Jalak Buda is one of the earliest types of keris ever used by the indigenous people of Indonesia. This primitive dapur keris model is often referred to as the ‘keris Buda’, a general term for kerises which are made during the Buddhist era (tangguh Kabudan: 4th–9th century CE). As with all antique kerises originating from the Buddhist period in Indonesia, this keris Jalak Buda can be recognized by the distinctively short but wide and thick shape of the blade. For the rest, the Jalak Buda is especially being praised for its simple and minimalist features.
Besides a plain gandik, the only other ricikan elements it features are a shallow pejetan, a double sogokan, and a tall ada-ada at the center of the blade. Moreover, the ancient iron blade does not have any pamor motif on it. Yet a very special feature of the keris Jalak is that the part below the ganja is forged onto the base of the blade. Due to this unique feature, there is no need for a selut nor mendak to be added in the space between the hilt and the blade.

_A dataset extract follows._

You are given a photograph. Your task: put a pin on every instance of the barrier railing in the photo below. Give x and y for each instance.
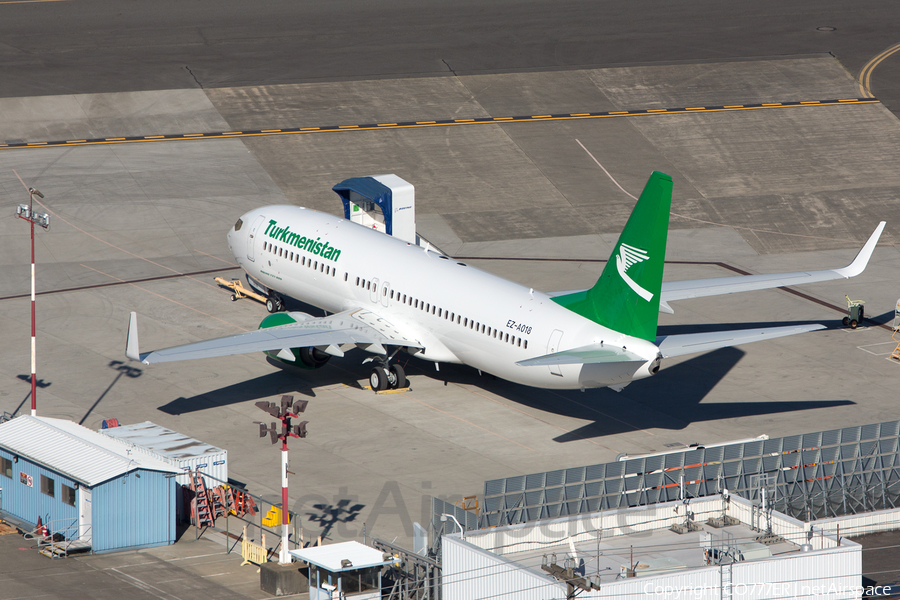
(253, 553)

Kerises from the tangguh Kabudhan era believed to possess strong magical powers which help to calm the mind and encourage spiritual practice. Thus, it is said that this type of keris is particularly recommended for people with an aggressive personality. Indeed, there are specific mystical properties attributed to keris Jalak Buda which supposedly can reduce anger, rage, hostility, etc. In addition, the Jalak dapur is often also classed as a ‘keris tindhih’. Typically a keris tindhih is used as an intermediary between pusaka items with auspicious and inauspicious qualities. Hence, as a keris tindhih, one can use the Jalak Buda to mediate between wholesome and unwholesome forces or energies stored within the blades of other pusaka items in one’s personal collection. This is done in order to neutralize any negative effects of a particular keris one may have, thereby creating a sense of balance and harmony.